Joel, for these rims in specific on an S13, do you know if a +45 offset will work well on 7.5" wide rims?


----------



## Joel (Jun 11, 2003)

I couldnt say. A friend of mine runs +45 offset on a set of 9" buddy club P1's on the rear of his car with coilovers.
Best to actually try it out.


----------



## racin-type (Aug 13, 2003)

REJOICE REJOICE i think i've found my rim, 5Zigen FN01R-C. Was looking at the NissanPerformanceMag.com project 240 and saw that they use this wheel but in a 5lug configuration. Then went straight to 5Zigen's website and found that they have a set specifically made for 4lug 240's. Sized 17x7/+35 in front and 17x8/+35 in rear, weighing in approximately 16lbs and 17lbs respectively. Average price is 200/wheel. what u guys think?

http://www.5zigenusa.com/images/wheels/fn01rc/fn01rc_sil.jpg


----------



## Joel (Jun 11, 2003)

pure horn
any colours? bronze would be sweet


----------



## racin-type (Aug 13, 2003)

ummm my car is dark dark(or is that just dust) green. iono bout bronze on green car and not really into bronze all that much. was thinkin the matte black cause don't really like how that rim looks(spokes too thin) but like its specs.

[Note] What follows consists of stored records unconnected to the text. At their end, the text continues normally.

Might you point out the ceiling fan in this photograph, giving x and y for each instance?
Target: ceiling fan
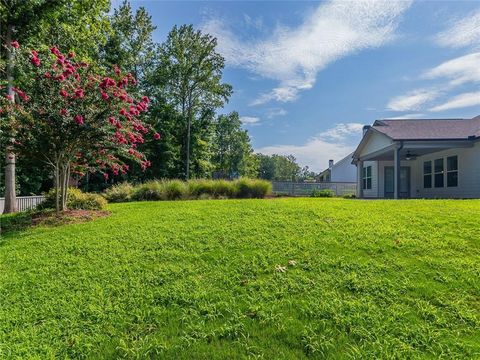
(410, 156)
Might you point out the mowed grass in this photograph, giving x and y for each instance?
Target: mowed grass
(197, 280)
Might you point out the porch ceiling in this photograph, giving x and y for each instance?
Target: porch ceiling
(415, 149)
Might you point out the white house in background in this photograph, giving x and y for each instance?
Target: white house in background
(427, 158)
(341, 171)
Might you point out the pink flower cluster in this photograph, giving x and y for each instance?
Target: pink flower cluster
(34, 58)
(21, 94)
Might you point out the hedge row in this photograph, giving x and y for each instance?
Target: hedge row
(193, 189)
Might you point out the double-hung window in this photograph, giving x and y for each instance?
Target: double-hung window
(452, 171)
(427, 174)
(367, 178)
(439, 172)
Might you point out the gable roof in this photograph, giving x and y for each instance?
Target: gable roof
(429, 129)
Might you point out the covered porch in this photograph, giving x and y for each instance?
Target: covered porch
(397, 171)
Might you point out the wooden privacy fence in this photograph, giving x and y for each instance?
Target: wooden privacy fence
(24, 202)
(305, 189)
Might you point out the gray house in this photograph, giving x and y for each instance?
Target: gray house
(428, 158)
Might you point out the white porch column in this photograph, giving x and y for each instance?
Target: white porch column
(396, 173)
(359, 179)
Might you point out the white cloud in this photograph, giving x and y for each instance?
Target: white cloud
(413, 100)
(459, 70)
(407, 116)
(452, 73)
(249, 120)
(463, 32)
(274, 112)
(459, 101)
(294, 56)
(335, 143)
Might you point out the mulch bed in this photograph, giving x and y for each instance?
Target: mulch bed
(67, 217)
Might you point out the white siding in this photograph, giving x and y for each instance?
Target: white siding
(373, 192)
(468, 174)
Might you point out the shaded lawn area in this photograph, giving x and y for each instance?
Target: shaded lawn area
(197, 280)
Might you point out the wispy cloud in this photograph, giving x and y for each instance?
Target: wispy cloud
(413, 100)
(334, 143)
(274, 112)
(407, 116)
(451, 74)
(294, 56)
(462, 32)
(459, 70)
(250, 120)
(459, 101)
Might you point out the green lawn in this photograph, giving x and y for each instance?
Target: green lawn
(197, 280)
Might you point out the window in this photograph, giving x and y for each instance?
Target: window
(452, 171)
(367, 178)
(427, 174)
(438, 172)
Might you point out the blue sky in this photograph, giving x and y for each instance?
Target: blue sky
(308, 75)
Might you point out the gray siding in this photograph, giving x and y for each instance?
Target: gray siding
(468, 174)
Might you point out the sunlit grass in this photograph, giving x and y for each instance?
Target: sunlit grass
(212, 280)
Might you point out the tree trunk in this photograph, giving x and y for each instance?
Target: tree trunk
(188, 147)
(10, 195)
(63, 186)
(57, 193)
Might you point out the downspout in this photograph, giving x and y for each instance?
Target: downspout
(397, 166)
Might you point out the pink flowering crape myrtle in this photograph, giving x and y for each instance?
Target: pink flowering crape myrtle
(79, 120)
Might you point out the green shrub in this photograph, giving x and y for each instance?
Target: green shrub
(322, 193)
(119, 193)
(151, 190)
(76, 200)
(252, 188)
(213, 188)
(193, 189)
(174, 190)
(224, 188)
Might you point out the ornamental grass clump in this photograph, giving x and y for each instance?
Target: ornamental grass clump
(151, 190)
(253, 188)
(119, 193)
(76, 200)
(174, 190)
(193, 189)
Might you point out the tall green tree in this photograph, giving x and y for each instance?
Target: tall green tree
(278, 167)
(78, 25)
(189, 78)
(232, 151)
(129, 44)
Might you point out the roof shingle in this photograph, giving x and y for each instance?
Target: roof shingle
(429, 129)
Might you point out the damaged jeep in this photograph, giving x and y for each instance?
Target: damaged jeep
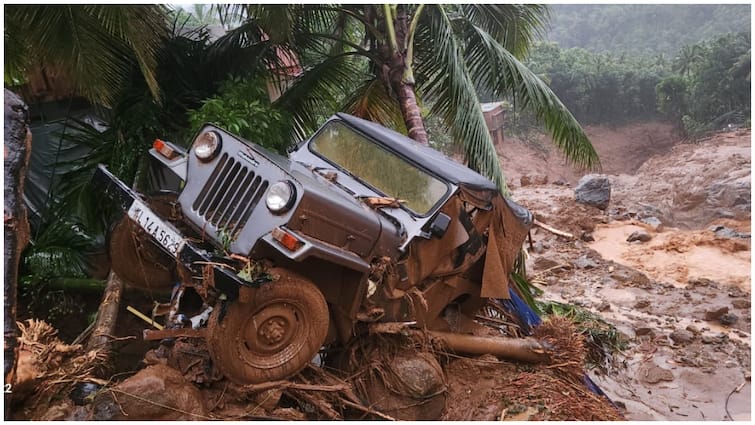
(359, 231)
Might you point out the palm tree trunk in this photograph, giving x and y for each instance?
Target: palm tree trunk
(402, 81)
(410, 111)
(17, 150)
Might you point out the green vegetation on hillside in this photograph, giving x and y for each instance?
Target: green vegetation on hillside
(600, 88)
(652, 29)
(701, 88)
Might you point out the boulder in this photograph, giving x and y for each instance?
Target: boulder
(639, 235)
(654, 223)
(594, 190)
(716, 312)
(682, 336)
(728, 319)
(157, 392)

for some reason i want chrome hehe too many drift vids from japan. u kno how they be having deep ass dish rims chromed the f*** out


----------



## edquo (Aug 2, 2003)

good luck dude, i am having the same problem!! yes...VOLKS,BUDDY CLUBS,5-ZIGENS,and maybe even ADVAN wheels would be nice, but damn...who got the money for those big names? right now i just want my ride to look tight and perform! i think your like me, not everyone has the $ to drop RB's 
and SR's in there ride and then do $ 5-10 grand on swap outs and up-grades! like 5-lug conv. and big brakes! i mean hell if i had the money you don't think i would have the baddest 240/silivia hybrid on the planet? anyway, good luck and take care!


----------